Recently at a flea market, I picked up
The Music Man: A Novel by Meredith Willson, Pyramid Books paperback #R-736. It was published in 1962 as a tie-in to the movie version of the hit Fifties musical.
Here's a glimpse of the cover.
I love The Music Man, and so do
daisy-knotwise and
brotherguy and
scarfman and
minnehaha K. It is my favorite musical. I've read Willson's account of its creation, But He Doesn't Know the Territory. So for a buck, I knew this belonged in my library.
The book has some nice extras, such as numerous stills from the film, and a listing of all the song lyrics in the back. Nevertheless, it is a weird experience to read a novelized version of a story where you know the characters are supposed to break out into song. Paperbacks can't do that. I suppose there might be some hope for the Kindle. Or one could always turn to the lyrical appendix at the appropriate point in the story, and sing.
I would expect a book like this to be ghostwritten. However, a few things make me suspect it might really have come from Willson's typewriter.
First, it is dedicated "to Rini and Rosalie," an unnecessary touch for a ghostwriter and an insincere thing for the celebrity author to do if he didn't really write it.
Second, in But He Doesn't Know the Territory, Willson makes a big deal about speech-as-music, arranging words in rhythmic chants that seem like music. The most celebrated example is probably the number "Trouble," which is mostly talk and hardly any singing. In a moment, I'll give you an example from the novel.
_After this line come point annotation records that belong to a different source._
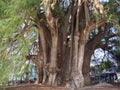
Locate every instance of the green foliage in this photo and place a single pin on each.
(14, 44)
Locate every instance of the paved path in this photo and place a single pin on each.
(102, 86)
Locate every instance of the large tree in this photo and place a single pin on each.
(63, 32)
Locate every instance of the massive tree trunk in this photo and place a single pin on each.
(62, 57)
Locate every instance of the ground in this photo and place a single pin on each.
(102, 86)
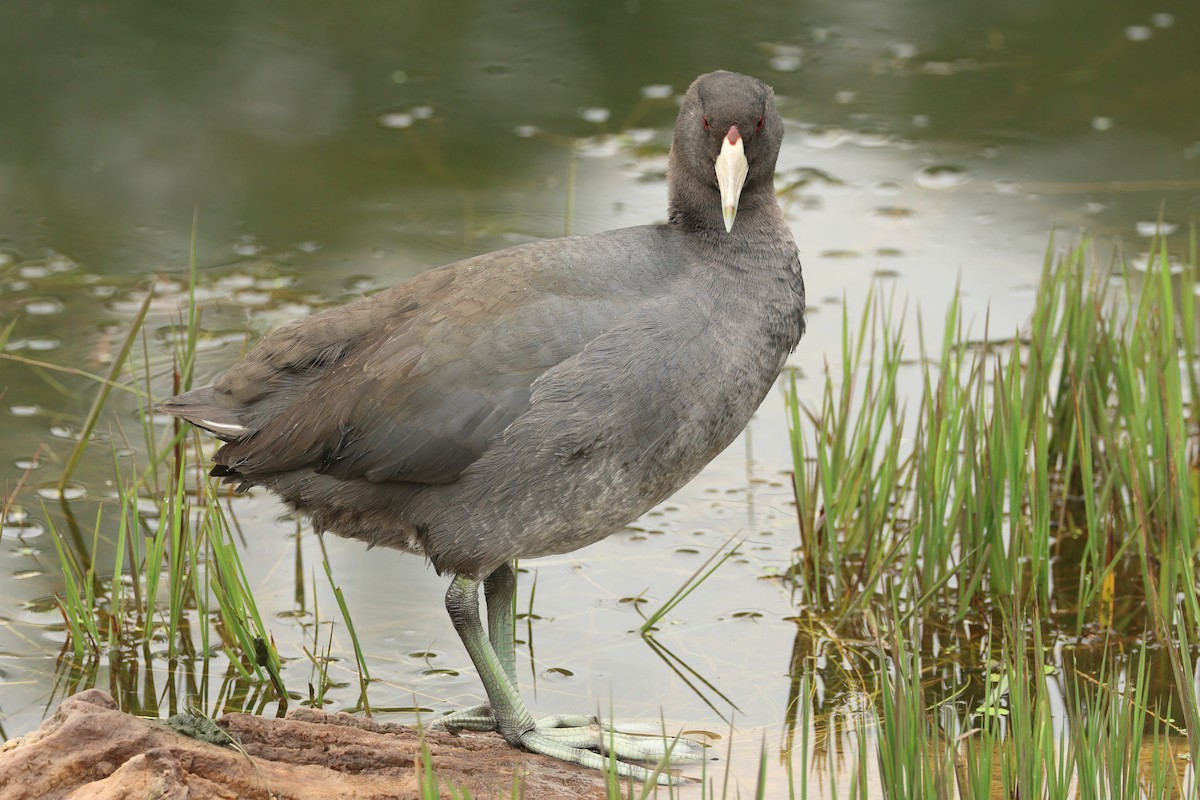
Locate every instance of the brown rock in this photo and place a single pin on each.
(91, 750)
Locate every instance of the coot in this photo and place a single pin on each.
(534, 400)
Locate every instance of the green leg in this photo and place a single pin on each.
(565, 738)
(511, 716)
(499, 591)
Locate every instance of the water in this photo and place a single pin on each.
(328, 151)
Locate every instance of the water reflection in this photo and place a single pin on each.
(330, 151)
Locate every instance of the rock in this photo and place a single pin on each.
(89, 749)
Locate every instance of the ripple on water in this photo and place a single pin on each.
(23, 530)
(1150, 228)
(247, 245)
(941, 176)
(892, 216)
(72, 491)
(595, 114)
(43, 306)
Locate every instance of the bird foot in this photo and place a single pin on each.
(582, 739)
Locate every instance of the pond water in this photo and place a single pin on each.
(328, 151)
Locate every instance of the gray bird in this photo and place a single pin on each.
(534, 400)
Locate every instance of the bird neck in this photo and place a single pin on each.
(699, 209)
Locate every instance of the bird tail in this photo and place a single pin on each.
(202, 409)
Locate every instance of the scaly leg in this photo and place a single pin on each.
(507, 713)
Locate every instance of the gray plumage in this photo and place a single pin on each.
(534, 400)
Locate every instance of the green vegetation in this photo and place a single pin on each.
(1045, 487)
(965, 516)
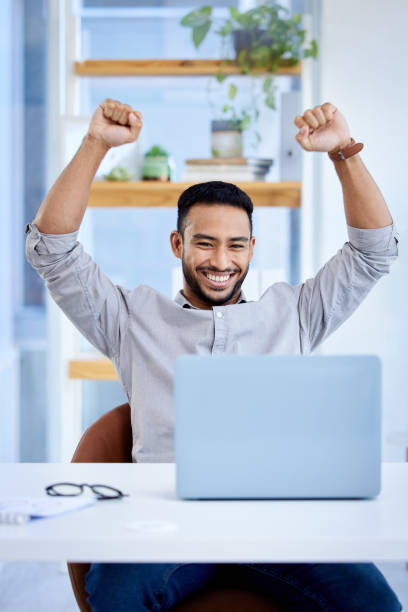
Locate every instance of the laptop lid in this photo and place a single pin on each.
(269, 426)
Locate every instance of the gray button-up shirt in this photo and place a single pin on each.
(142, 331)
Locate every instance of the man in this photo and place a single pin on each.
(143, 332)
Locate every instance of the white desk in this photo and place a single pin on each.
(202, 531)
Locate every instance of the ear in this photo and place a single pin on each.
(251, 247)
(176, 242)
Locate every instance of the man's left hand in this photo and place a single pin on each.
(322, 129)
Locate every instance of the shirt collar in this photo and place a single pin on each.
(182, 301)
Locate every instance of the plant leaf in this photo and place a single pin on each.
(199, 33)
(197, 17)
(232, 91)
(234, 12)
(220, 77)
(245, 122)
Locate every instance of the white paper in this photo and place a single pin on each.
(40, 507)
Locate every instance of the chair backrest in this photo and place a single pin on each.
(108, 440)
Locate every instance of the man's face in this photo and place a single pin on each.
(215, 252)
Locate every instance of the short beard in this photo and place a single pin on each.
(199, 293)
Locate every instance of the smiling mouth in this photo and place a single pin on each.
(217, 280)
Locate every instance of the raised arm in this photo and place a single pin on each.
(325, 129)
(63, 208)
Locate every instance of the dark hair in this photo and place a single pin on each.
(212, 192)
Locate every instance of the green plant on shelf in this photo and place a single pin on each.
(118, 173)
(264, 38)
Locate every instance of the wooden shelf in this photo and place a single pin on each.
(92, 369)
(156, 193)
(174, 67)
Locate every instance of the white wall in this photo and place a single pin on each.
(363, 55)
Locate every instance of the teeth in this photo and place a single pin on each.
(218, 279)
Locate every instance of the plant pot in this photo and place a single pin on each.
(156, 168)
(244, 39)
(226, 138)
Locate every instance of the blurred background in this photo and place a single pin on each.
(46, 106)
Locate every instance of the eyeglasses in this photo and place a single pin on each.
(70, 489)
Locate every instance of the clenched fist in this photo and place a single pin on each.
(322, 129)
(114, 123)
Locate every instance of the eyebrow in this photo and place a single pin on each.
(206, 237)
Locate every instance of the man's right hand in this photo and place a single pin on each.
(114, 124)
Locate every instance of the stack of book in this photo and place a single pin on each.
(230, 169)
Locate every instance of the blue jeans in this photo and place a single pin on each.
(311, 587)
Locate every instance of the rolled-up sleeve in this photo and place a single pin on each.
(329, 298)
(97, 307)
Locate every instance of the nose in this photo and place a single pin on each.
(220, 259)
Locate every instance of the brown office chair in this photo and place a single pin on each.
(109, 440)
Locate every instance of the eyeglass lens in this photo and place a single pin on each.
(72, 489)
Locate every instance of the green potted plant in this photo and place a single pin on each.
(263, 38)
(155, 165)
(118, 173)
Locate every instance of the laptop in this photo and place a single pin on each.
(268, 426)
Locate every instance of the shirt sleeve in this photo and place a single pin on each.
(328, 299)
(97, 307)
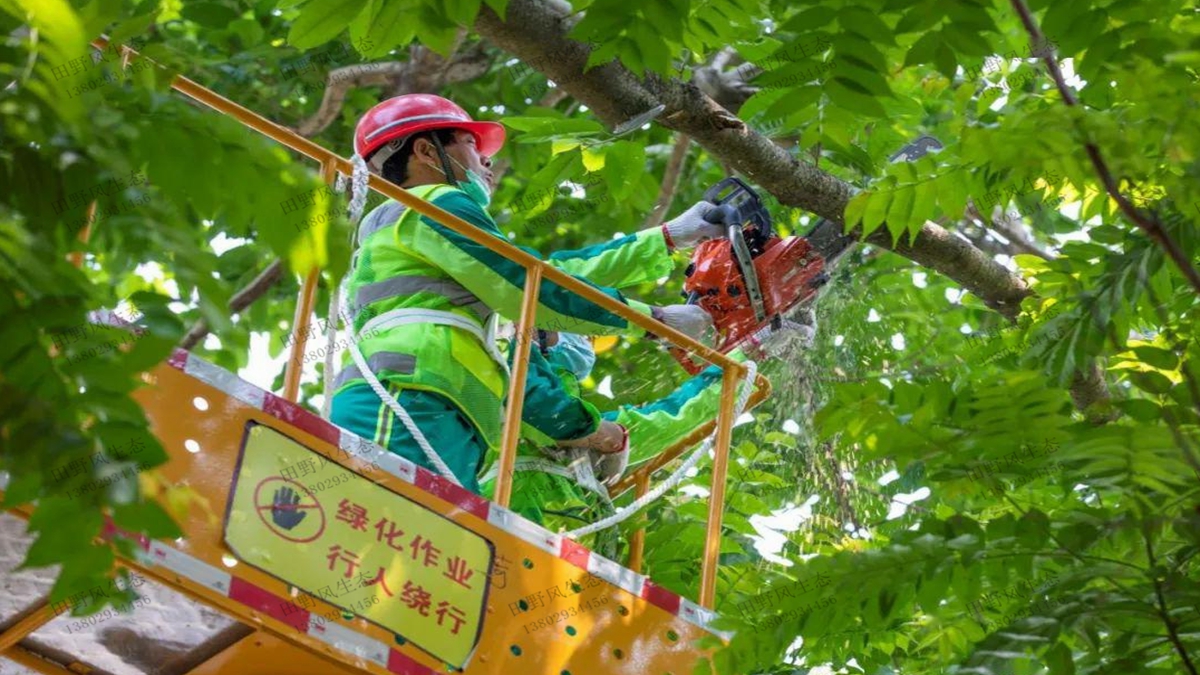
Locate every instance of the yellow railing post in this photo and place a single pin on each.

Anyway, for all those who love this story, and wonder about the fate of the characters, the final page of the novel offers a veiled glimpse of the future. I thought you might like me to share. Naturally, there are spoilers.
The River City Band, having performed together for the first time, has left the school to parade through the street, with an excited crowd of citizens in tow. Marian Paroo, librarian, and Harold Hill, confidence man and salesman extroarodinaire, remain behind.
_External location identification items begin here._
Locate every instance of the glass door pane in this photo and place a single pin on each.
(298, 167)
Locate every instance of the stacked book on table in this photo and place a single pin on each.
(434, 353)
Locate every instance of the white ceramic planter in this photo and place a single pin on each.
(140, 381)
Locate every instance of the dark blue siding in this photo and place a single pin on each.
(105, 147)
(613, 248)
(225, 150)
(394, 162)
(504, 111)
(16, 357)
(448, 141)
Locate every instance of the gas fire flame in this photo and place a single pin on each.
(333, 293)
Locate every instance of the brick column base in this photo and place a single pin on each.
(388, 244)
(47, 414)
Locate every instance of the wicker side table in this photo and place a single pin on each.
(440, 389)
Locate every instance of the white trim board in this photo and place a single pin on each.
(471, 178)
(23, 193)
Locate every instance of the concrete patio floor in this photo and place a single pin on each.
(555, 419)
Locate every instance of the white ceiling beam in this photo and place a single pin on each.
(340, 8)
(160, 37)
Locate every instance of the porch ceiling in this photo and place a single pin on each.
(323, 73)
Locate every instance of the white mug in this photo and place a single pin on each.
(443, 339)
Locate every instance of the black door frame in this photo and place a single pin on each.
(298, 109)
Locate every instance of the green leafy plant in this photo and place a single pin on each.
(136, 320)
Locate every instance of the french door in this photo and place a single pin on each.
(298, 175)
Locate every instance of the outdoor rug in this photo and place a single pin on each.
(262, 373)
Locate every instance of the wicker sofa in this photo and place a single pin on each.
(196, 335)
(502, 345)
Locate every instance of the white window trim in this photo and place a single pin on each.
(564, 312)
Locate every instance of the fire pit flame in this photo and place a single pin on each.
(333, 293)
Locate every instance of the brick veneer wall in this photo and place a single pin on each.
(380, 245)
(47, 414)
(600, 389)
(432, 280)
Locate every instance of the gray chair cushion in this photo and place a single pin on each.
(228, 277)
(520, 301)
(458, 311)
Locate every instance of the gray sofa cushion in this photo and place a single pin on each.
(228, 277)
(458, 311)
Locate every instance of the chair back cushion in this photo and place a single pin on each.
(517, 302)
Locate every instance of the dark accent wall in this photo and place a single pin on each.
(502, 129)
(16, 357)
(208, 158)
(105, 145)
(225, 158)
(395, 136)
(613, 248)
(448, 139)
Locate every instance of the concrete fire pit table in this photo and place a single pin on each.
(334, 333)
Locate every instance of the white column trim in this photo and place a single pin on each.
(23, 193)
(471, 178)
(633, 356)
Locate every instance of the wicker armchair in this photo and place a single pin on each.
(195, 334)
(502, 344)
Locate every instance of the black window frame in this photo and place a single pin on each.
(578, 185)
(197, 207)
And Professor Hill. What about that big-haul, great-go, neck-or-nothing, rip-roaring ev'ry time a bull's-eye salesman? How unbalanced would he feel dropping the Professor off the front end of his name? And sharing the rest of it? For life?
He certainly wouldn't try to justify the Professor part, would he? Or, now that he'd actually led a band for the first time in his life, would he? Well, as we used to say back in River City, that's for him to know and for us to find out. We do know that, in his way, he had waited for Marian a long, long time and if "happily-ever-after" ever had, or ever was to have, a chance on this earth it would certainly seem to be with these two-- still locked in each other's arms there in River City's empty assembly room.
The first sentence of the passage sounds like authentic Willson to my ear.